People with terrible degenerative conditions have the choice to commit suicide or travel somewhere like switzerland before they want to die,while they can still physically do this, depriving them of time; to ask someone to help them die (potentially risking prosecution and a huge emotional burden); or go through whatever their condition has in store.

The option of a dignified death when they choose would be much better.

expatinscotland Fri 04-Oct-13 00:03:37

I lost my daughter to 'natural causes', pneumonia from cancer treatment. It was horrible. Her lungs failed after weeks of battling two infections and leaked the air they were unable to exchange, whilst she was on a vent. The poor doctor was so, so kind. We asked what would happen if the vent were not turned off. He told us the truth, and I've learned from other doctor friends that it was indeed the truth. Those patients wake up, no matter how heavily sedated, as the build up of air literally crushes them to death from the inside and finally their hearts cease to beat due to pressure. And he said, very softly, 'It haunts me.' We had no wish to visit that on her nor that man, who was very kind, nor anyone else. We switched her off. Other people chose differently, that is their choice.

We have since come to know countless other bereaved parents whose children died of other natural causes and the stories I can tell you would make a statue keen with grief.

Despite all the best palliative care, it is not drifting off to sleep much of the time. The human body clings and fights for life.

Death is not pretty or romantic. Changes happen very quickly to the body.

As an adult, I would seek to avoid this if possible, and I resent others dictating what they think it best for me because it doesn't sit well with their comfort zone and their parameters.
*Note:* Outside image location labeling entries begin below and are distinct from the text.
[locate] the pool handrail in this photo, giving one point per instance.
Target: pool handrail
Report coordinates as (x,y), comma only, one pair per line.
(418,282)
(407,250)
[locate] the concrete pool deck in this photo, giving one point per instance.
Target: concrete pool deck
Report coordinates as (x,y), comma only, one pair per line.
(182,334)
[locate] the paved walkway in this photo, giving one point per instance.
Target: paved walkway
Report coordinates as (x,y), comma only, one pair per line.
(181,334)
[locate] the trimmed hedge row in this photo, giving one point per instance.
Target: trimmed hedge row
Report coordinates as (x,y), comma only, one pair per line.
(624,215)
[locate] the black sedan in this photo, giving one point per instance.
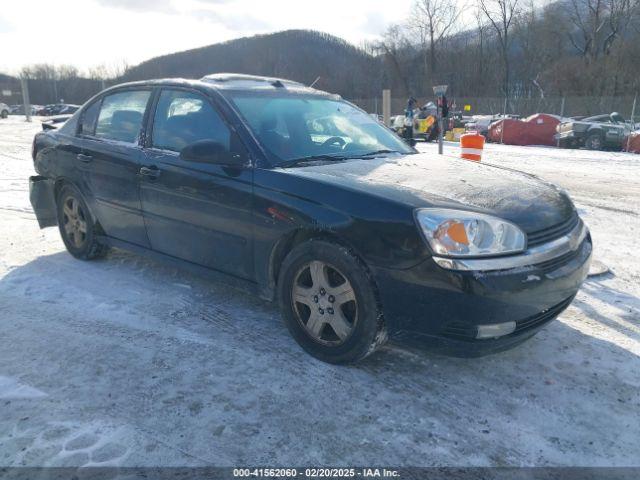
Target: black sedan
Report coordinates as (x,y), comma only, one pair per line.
(303,198)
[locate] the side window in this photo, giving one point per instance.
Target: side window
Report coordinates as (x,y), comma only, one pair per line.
(89,117)
(121,115)
(183,118)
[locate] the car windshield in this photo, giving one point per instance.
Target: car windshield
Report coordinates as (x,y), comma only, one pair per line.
(291,127)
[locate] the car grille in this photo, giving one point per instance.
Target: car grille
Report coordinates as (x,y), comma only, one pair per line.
(548,234)
(460,331)
(551,265)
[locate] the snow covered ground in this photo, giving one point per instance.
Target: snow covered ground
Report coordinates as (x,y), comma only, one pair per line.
(124,361)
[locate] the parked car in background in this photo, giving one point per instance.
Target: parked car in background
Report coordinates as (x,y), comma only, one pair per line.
(537,129)
(303,198)
(19,109)
(481,123)
(58,109)
(594,133)
(632,142)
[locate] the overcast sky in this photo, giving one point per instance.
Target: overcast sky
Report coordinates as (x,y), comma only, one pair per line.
(87,33)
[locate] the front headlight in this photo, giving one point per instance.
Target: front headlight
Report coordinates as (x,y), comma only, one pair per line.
(456,233)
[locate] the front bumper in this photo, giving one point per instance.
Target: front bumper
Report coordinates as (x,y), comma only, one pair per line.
(441,308)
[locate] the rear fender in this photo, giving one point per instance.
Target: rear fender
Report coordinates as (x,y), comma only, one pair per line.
(42,196)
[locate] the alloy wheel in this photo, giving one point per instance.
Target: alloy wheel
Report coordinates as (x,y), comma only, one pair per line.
(324,303)
(74,222)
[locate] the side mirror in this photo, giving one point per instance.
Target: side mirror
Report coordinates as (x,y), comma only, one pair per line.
(210,151)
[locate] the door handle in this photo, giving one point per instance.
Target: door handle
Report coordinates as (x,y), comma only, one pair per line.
(152,172)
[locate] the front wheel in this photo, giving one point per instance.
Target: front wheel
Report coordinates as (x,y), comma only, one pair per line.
(328,303)
(77,227)
(593,142)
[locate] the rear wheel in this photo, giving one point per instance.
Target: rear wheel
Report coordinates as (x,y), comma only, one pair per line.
(328,303)
(77,227)
(594,142)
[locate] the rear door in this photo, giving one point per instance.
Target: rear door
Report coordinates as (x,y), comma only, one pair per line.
(196,211)
(111,158)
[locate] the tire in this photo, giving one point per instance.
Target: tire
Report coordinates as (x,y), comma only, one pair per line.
(77,228)
(594,142)
(348,324)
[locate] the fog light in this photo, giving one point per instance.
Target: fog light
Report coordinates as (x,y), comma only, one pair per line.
(495,330)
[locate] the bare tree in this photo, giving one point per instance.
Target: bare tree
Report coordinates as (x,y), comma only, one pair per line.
(394,44)
(501,14)
(433,20)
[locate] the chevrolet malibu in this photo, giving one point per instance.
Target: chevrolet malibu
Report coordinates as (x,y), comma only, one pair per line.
(301,197)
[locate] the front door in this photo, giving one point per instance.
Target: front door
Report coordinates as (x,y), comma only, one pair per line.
(195,211)
(110,160)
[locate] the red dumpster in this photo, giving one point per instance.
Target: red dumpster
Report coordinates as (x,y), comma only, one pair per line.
(538,129)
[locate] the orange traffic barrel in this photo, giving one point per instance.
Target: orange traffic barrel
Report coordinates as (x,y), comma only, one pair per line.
(471,145)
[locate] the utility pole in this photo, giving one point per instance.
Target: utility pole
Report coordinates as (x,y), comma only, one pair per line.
(439,91)
(25,97)
(386,107)
(633,116)
(561,117)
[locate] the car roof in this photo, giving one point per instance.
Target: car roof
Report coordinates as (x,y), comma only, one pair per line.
(232,82)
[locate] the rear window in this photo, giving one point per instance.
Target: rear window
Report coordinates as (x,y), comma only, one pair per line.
(121,115)
(89,118)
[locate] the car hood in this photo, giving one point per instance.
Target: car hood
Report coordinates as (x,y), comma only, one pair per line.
(426,180)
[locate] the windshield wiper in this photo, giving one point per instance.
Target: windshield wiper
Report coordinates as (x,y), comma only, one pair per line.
(299,161)
(374,153)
I do not judge others who opt differently but that is just it, it should be a choice, and I do resent others who think I, or anyone else, should not have that option, to die with as much dignity as possible, with loved ones who chose to be there, and treat me and those people like criminals.

MorrisZapp Fri 04-Oct-13 09:43:43

Oh expat. No words really. Hugs if you want them.

LookingThroughTheFog Fri 04-Oct-13 09:54:40

Once again, I'm left with the unsettling feeling that some people out there think that suicidal people simply aren't working hard enough at being well.

Most of us work bloody hard every single sodding day, and there's often no end in sight. Yet you're still told that suicides are selfish, that they should only choose certain ways, that they only need X, Y or Z.

I'm actually fine at the moment. I'm doing relatively well. I'm happy for my children's sake that they still have a mum around, but I'm not happy for me specifically. I don't think 'thank God I didn't end it! Life is lovely now!' I'm hanging on for them, and life is currently manageable but no more than that. I'm very well aware that this is not likely to be a permanent situation. I'm aware that there is more pain to come, and more work to do. And whatever happens, there will be people sitting in judgement that I'm not working hard enough.

Yes I do think 'I'd like to be around for my children's weddings.' I also know that the reality is that this might not happen.

LookingThroughTheFog Fri 04-Oct-13 09:54:58

And so many sympathies to you, Expat.